Thomas Kelly farewelled by family and friends at former school
Clementine Cuneo and wires
The Daily Telegraph
July 20, 2012 12:44PM
THOMAS Kelly was a determined, courageous young man whose life was cut tragically short, his father has told mourners at a funeral service in Sydney.
Ralph and Kathy Kelly held the hands of their younger two children Stuart and Madeleine, as they walked into The Kings School chapel for the funeral service.
Hundreds of people gathered in and around the chapel to say goodbye to Tom, 18, who was killed in a Kings Cross attack almost a fortnight ago.
Kieran Loveridge, 18, has been charged with murder.
"Thomas was a courageous boy in both his life and his death,'' Mr Kelly told the service.
"The more I knew him the more I was in awe of his sheer determination.''
Mr Kelly also read out his son's final email, sent on July 6, the night before he was fatally attacked.
Thomas wrote that he was going to have an early night on Friday, July 6 because he wanted to save his energy for the next evening.
"Na, I'm not going out tonight,'' the teenager wrote to his father in the email.
"I might be back a little later - just stay for a drink - but want to have an early night and enjoy tomorrow instead.'
Mr Kelly said his son also spoke about what he was going to have for dinner that evening and about sorting out a tax form.
"I will treasure those last written words to me written from my son,'' Ralph Kelly continued.
"Thomas did in fact go out that Friday night, he spent some time with his good friends from Mosman playing pool at The Oaks (pub) in Neutral Bay.
"In hindsight I'm very glad he got to spend some time with his good friends that evening.
"He would have spent his last night happy.'
Mr Kelly said the days since his son's death had been an emotional rollercoaster.
"It's still difficult to believe Thomas will not be coming home again,'' he said.
"I don't think th e reality has yet set in. We still talk about Thomas in the present tense.
"Each night we turn on his bedside lamp and say a prayer.''
The Reverend Stephen Edwards said it wasn't long ago that Thomas Kelly was sitting in the chapel where his funeral was taking place.
"It was was the last thing on our minds that we'd be returning so quickly to farewell one of our own,'' he said.
"Our compassion and our hearts go out to Thomas's family.
"To Ralph and Kathy, to Stuart and to Madeleine.''
Other speakers touched briefly on the violence that led to Thomas's death and the pain it had caused.
His father said today's service is about "remembering our son, and how much he meant to us".
Tom only graduated from the school last year. His brother Stuart is in Year 9.
There was a strong police presence at the service.
The Kelly's requested today be "all about Thomas", not about the horrific circumstances in which he died.
"We want to celebrate his life," Mr Kelly said.

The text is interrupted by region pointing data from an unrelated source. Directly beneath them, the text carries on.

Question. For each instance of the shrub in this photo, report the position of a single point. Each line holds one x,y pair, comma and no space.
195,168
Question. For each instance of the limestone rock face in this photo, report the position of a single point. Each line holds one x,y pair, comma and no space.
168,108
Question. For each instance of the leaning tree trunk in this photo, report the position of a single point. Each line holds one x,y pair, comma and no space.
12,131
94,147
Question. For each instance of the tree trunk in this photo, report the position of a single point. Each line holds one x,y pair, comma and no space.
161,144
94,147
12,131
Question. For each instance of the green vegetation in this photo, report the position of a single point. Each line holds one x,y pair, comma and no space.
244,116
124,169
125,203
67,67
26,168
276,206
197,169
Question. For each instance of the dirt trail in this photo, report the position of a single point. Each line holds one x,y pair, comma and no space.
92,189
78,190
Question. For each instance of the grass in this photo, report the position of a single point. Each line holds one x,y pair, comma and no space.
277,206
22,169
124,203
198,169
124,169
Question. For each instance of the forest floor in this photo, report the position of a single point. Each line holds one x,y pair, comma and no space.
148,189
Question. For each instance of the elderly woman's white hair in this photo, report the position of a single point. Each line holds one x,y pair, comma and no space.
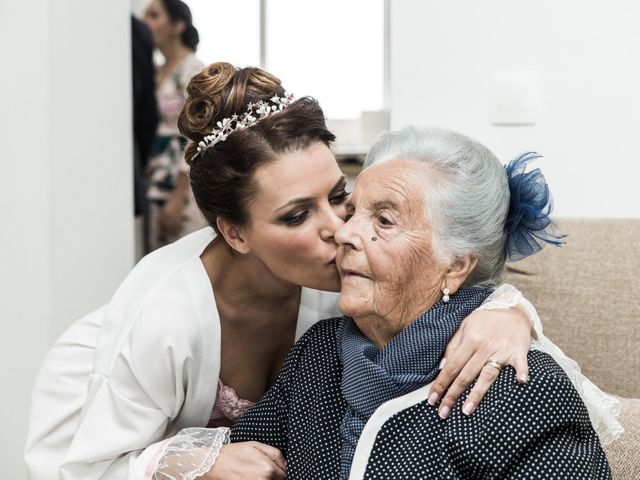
467,195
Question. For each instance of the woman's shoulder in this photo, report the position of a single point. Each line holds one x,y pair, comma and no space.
163,303
548,396
318,346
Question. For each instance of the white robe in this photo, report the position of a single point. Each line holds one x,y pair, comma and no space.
127,377
136,371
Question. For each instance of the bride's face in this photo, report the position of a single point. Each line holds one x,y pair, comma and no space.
298,206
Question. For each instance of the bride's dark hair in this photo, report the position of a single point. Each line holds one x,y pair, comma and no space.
222,175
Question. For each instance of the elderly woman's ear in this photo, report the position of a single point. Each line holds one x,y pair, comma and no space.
458,272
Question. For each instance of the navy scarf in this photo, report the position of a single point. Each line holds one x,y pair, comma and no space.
372,376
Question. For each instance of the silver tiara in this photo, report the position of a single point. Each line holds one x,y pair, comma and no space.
254,113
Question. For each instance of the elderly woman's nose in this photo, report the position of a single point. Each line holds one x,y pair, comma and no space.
347,234
331,221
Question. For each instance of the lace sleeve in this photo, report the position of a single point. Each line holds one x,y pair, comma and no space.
189,454
603,409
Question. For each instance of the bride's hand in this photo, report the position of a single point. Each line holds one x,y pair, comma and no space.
503,335
247,460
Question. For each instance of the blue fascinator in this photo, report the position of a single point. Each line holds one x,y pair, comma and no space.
528,226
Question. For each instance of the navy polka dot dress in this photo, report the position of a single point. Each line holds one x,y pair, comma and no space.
540,430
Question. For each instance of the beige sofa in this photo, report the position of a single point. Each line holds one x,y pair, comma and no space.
588,296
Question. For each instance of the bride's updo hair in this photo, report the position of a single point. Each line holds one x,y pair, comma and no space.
222,175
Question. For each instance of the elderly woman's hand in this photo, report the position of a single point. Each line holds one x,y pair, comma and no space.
501,335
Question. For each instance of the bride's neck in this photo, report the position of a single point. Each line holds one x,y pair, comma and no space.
244,280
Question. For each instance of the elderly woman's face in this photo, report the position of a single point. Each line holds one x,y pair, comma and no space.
385,258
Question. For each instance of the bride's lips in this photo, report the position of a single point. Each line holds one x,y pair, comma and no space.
349,273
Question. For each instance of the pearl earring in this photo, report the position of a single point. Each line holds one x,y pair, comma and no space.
445,295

Rev Edwards said Tom had just started to settle into life. He was happy with the world and "blossoming", when he tragically died on June 9.
He said it was a privilege to have Tom's farewell at his old school.
"Only a short while ago Tom sat in this very chapel with his year 12 cohorts...and looked forward to what life had in store," Rev Edwards said.
A brave and strong Mr Kelly told of the pride Tom brought him everyday.
"I frequently told him over the past few months that Kathy and I were so proud to be his parents," he said.
He remembered living in Sydney during the week with Tom, while they both worked there, and listening to his son's alarm go off at 6am every day.
"Despite my protests, he would always ignore it."
But he said it was during those months, he became so much closer to Tom, and they reconnected after Tom's three years at boarding school.
"At night we'd spend time talking about his life and friends," he said.
"He was a tremendously loyal friend...always respectful of others."
"Tom had bundles and bundles of talents. Music, drums and guitar. We frequently had his music fill our house."
He told mourners he got an update this week of the four patients who had recieved his son's organs.
"Thomas lives on in the four recipients of his organs, and the future babies who will receive his heart valves," Mr Kelly said.